A group of fragments that – through a selection of representative medieval texts – show the evolution of European script throughout the Middle Ages, from the transitional period of 9th-10th-century Carolingian minuscule, with its thinner forms and less pronounced clubbing of the vertical main strokes, to the precision and symmetry of the 12th-century bookhand and its mutation into the smaller, more abbreviated and compressed writing of the 13th, and finally to the more angular gothic forms of the 15th century. The present lot consists of:

1) GREGORY THE GREAT (c.540-604), Homiliae super Evangelia, XL, 2-3, a fragment in Latin [France, late 9th century].

Measurements:
125 x 205mm. two columns of 13 lines written in a late 9th-century Carolingian minuscule, the text beginning: ‘[de quo Moyses locutus fu]erat non peruenit; Haec nos fr[atre]s k[arissi]mi’ and ending ‘Noui te ex nomine: Ait ergo de diuite: Homo quidam’.

Gregory the Great’s Homiliae were without a shadow of a doubt one of the best-selling texts of the Middle Ages. Over 400 manuscripts survive, but only 40 of these date from the 8th and 9th centuries. A peculiar textual variant in the present fragment (the absence of a negative that changes the entire meaning of a sentence) can be found in only three other manuscripts of the text – Paris, BnF lat. 12254 and 12255 and Orléans, B.M. 173, all of which are from the 9th century. The script is similar to BnF 12255, which was written in Tours. To our knowledge, THIS IS THE EARLIEST FRAGMENT OF THE TEXT EVER TO HAVE BEEN OFFERED ON THE MARKET.

2) A LEAF FROM A SACRAMENTARY, in Latin [Germany or France, late 12th century].

Measurements:
272 x 184mm. 24 lines written in a late 12th-century bookhand.
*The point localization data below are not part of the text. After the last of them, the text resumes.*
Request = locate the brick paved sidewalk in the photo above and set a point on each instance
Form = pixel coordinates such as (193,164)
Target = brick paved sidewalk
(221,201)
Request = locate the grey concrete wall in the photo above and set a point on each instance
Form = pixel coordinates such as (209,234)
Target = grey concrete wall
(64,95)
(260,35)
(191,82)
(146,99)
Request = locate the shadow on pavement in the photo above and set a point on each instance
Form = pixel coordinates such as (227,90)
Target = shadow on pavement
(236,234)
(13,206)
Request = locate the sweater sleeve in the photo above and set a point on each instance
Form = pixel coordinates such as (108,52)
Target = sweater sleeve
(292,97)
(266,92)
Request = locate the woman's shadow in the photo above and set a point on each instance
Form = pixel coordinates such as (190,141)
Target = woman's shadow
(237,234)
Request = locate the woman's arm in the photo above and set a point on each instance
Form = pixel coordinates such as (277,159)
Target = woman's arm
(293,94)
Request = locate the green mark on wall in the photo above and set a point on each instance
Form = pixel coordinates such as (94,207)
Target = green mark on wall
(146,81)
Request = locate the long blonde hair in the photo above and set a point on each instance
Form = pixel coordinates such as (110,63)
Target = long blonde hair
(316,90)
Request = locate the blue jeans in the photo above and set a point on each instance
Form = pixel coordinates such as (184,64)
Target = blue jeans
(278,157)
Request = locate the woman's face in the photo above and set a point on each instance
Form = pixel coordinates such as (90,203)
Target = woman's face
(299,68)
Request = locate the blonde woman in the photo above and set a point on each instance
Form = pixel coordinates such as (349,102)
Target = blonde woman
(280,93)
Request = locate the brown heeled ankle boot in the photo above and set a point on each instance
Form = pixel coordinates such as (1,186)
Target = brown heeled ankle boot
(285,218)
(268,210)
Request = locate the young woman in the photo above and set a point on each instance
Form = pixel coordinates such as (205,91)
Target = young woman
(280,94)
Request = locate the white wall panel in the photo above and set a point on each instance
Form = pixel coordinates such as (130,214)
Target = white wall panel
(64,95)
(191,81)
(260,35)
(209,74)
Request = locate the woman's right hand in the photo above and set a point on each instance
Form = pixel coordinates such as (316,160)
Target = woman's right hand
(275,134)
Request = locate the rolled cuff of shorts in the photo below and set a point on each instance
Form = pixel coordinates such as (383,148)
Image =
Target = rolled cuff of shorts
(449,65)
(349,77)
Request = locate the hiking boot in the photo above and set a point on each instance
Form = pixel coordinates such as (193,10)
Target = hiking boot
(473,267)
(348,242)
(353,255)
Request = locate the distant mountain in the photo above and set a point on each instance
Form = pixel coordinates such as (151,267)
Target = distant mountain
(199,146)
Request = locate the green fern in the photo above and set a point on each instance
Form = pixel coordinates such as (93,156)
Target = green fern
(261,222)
3) ATTO OF VERCELLI (885-961), Expositio in epistulis S. Pauli, a bifolium in Latin [central Europe, c.1200].

Measurements:
316 x 223mm. two columns of 42 lines.

4) THOMAS AQUINAS (1225-1274), Summa contra Gentiles, 68-70, a single leaf in Latin [Paris, c.1270].

Measurements:
269 x 213mm. two columns of 49 lines,
A CONTEMPORARY COPY OF A MAIN WORK BY ONE OF THE GREATEST MEDIEVAL PHILOSOPHERS AND THEOLOGIANS.

5) A BIFOLIUM FROM A MISSAL, in Latin [France, mid-15th century].

Measurements:
330 x 230mm. two columns of 30 lines.

Bibliography:
R. Etaix, Gregorius Magnus: Homiliae in Evangelia, Corpus Christianorum, CXLI, 1999.